Quitterons-nous Bacon sans dire quelques mots d’une science qui était, pour lui, l’objet d’une sorte de prédilection, d’une science qu’il recommandait au pape Clément IV dans un grand nombre d’écrits[1], sans parler de l’Alchimie ? Si nous parlons ici de l’Alchimie, d’ailleurs, ce sera seulement pour remarquer que Bacon la plaçait, elle aussi, dans la dépendance de l’Astrologie.

De cette affirmation, nous nous contenterons de citer une seule preuve ; elle sera assez claire pour nous dispenser de toute autre.

Bacon chante les louanges[2] de ce qu’il nomme la Science expérimentale ; il vient de dire comment la Mathématique doit se mettre aux ordres de cette science, afin de lui procurer les instruments que requièrent ses opérations ; il poursuit en ces termes :

« De même, elle ordonne à l’astronome de choisir les dispositions astrales bien définies que réclame l’expérimentateur : et alors, sous ces constellations, l’expérimentateur fabrique des œuvres, prépare des aliments et des médecines à l’aide desquels il lui est possible d’altérer la complexion de toute personne, de l’exciter à tout acte qu’il souhaite de lui voir accomplir, sans contraindre, toutefois, le libre arbitre de cette personne.

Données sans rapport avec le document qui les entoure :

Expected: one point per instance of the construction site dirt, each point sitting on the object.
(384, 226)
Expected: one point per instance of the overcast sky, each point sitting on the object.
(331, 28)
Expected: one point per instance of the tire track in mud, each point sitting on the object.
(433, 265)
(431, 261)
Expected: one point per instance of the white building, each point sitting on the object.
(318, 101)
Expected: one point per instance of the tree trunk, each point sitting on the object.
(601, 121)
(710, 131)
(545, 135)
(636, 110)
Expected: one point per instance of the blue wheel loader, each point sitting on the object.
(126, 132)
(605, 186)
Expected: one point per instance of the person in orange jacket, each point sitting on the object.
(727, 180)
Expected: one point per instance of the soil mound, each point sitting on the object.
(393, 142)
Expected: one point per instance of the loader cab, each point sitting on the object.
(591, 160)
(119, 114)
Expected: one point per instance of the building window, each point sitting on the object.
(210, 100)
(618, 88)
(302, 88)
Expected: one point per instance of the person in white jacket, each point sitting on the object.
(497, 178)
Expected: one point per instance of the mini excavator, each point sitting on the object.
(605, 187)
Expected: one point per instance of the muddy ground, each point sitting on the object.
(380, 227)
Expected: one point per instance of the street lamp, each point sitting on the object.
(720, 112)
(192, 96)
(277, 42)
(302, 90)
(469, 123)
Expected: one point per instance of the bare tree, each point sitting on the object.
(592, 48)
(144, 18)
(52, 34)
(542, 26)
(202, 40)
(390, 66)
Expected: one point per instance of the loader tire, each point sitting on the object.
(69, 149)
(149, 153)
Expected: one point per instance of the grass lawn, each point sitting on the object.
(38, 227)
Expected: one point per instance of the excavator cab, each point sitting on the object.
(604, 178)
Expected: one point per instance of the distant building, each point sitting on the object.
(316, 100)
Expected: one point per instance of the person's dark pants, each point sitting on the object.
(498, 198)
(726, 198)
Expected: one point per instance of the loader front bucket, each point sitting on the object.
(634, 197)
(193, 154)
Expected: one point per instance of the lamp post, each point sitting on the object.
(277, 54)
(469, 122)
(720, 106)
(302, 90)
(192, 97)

» Une nourriture, une boisson, une médecine, en effet, modifient la complexion, l’état de santé ou de maladie de l’homme ; elles modifient la complexion à tel point que l’âme suit l’inclination du corps, sans y être cependant forcée, et c’est de son plein gré qu’elle veut ce vers quoi penche la complexion corporelle ainsi modifiée. Par là, l’homme tout entier peut être changé dans ses qualités intellectuelles et morales, dans ses habitudes, en toutes choses ; il peut être rendu prudent, joyeux, ami des bonnes mœurs, de la paix de la justice ; il peut aussi être excité en un sens contraire à celui-là. De même en est-il

  1. Un fragment inédit de l’Opus tertium de Roger Bacon, Quaracchi, 1909, pp. 183-184. — Part of the Opus tertium of Roger Bacon, éd. Little, pp. 81-82.
  2. Un fragment inédit de l’Opus tertium de Roger Bacon, Quaracchi, 1909, pp. 155-156. — Part of the Opus tertium of Roger Bacon, éd. Little, pp. 52-53.